According to Zillow, homes with heated floors sell for 3.2 percent more. "Self-care is more important than ever, and that's being reflected in the sale premiums associated with spa-inspired bathroom features," Pendleton says.
But real estate agent Karen Kostiw at Warburg Realty in New York City is wondering what took the rest of us so long to get onboard. "Heated floors, commonly known as radiant heating, are not a new concept, but are gaining more popularity with today's home buyers," she says. "Not only does it provide clean and allergen-free heat, it is energy-efficient and provides an extremely comfortable heating source versus vented heating." In addition, Kostiw notes that radiant heating can be left at a constant temperature all winter. "So, it provides a consistent heat and actually will result in a lower heating bill."
According to a nationwide survey of recent and prospective homebuyers conducted by the National Association of Home Builders, 87 percent of respondents wanted a laundry room, making it the most-requested feature on their list.
"Laundry rooms are essential/desirable because they allow homebuyers to keep all the messiness associated with doing laundry—like piles of clothes on the floor, piles of clean clothes in baskets—behind a closed door and out of sight," explains Rose Quint, AVP of Survey Research at the NAHB. Some people, especially those who rent or have a small space, may be doing laundry in their kitchen or another shared room, and now that they're home all day, Quint says they're tired of looking at these piles of laundry.
Exterior lighting was a feature that landed on both Zillow and the NAHB's lists of the most in-demand home amenities for 2021. "Exterior lighting is important both for aesthetic and security reasons—they add curb appeal while adding another level of security to the home," Quint says. In fact, 87 percent of buyers in the NAHB survey listed exterior lighting as the second-most-wanted feature.

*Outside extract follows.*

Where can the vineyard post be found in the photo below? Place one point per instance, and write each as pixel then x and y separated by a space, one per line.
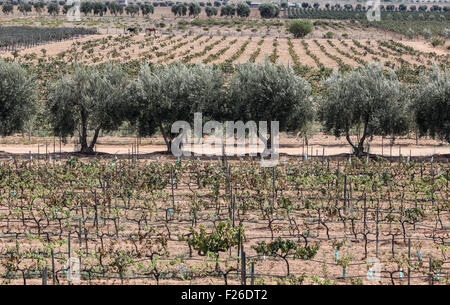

Pendleton agrees, adding that outdoor space became a luxury during the pandemic, so it's no surprise that it would help a house sell for more than expected. "And more than anything, buyers appear to be looking for more functional outdoor space, so they're valuing features that allow them to better enjoy the outdoor space they have, and that includes outdoor lighting."
According to the NAHB survey, 83 percent of buyers wanted ceiling fans in their homes. "Ceiling fans help make rooms more comfortable in the summer, and they are a relatively inexpensive way to try to keep cooling costs lower," Quint explains.
And that comes as no surprise to broker Svetlana Choi of Warburg Realty in New York City. "Ceiling fans are now and have always been an excellent feature, most especially in the heat of the summer," she says. "Using fans is a wonderful way to enhance air conditioning, making it possible to use air conditioners efficiently and at a reduced cost, but still keep the air cool and reduce the humidity in many corners of a home."